I don't have to get the cost where you want it, to win this argument. I just have to point out that all reusable options have shown to be more expensive than using the throw-away variants. By a lot.
Our propulsion technology hasn't seen any revolutionary invention since the 60's. That's our limit. At least with dumb-boosters, we have some way to go in cost reduction via economies of scale, i.e. mass production. No such luck with SSTO. Each one (of the very few) would be build nearly by hand, and will be overbuild to take the repeated cycles and for extra fear of losing "the precious".

MG23: Would you seriously suggest that throwing away an airliner every time it flies across the Atlantic would be an economical business model?
Absolutely!
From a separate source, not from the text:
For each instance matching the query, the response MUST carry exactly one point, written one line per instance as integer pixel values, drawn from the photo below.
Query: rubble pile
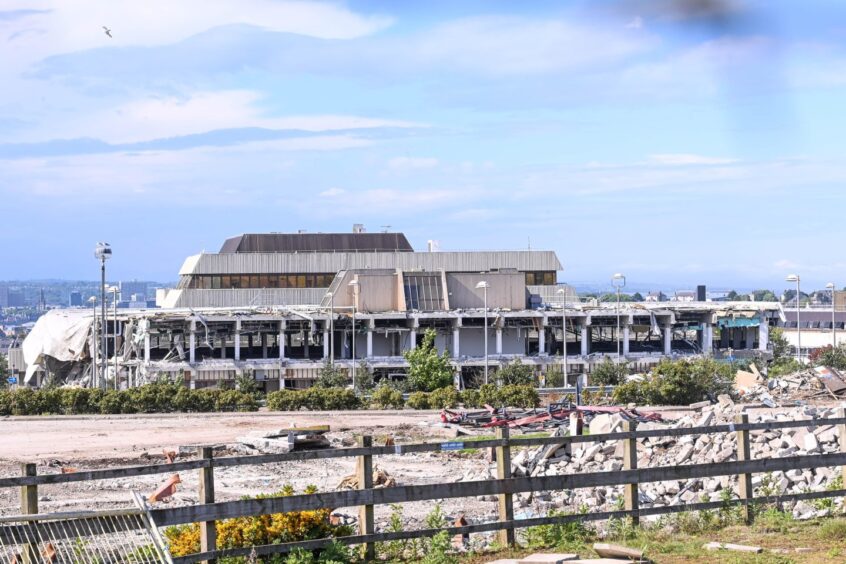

If it cost less to produce a new expandable one than to recover and overhaul a reusable one that carries the same payload, then Yes!

MG23: And demonstrating new technology is precisely what NASA should be doing.
In the ideallistic world of 1960's, yes.
Enter fiscal constraints and the issues are:
1. Is this the new technology we should be demonstrating? We can't afford to demonstrate them all. Expensive demonstrations of white elephants take away from the rest.
2. Is NASA still an efficient organisation to do it / define the goals then assign and oversee the contractors?

I think that we are heading towards JB.
Sorry Jane-DoH for this drift.

More on the subject of your Reaction Engines, they sure seem to be pushing the edges of where airbreathing engines can go.
IIUC, hellium is used as a heat circulation fluid: it moves the heat from the intake air to the cold "sink" of LH2. It won't boil until you get the whole content of the LH2 tank above its boiling point. It is presumably large, although I imagine that this must be a concern in the final phase of the cruise.

I like their attempt at forecasting of costs, on their web page. There is an estimated R&D cost and eventual passenger ticket prices. Faster, longer legged, and cheaper than Concorde?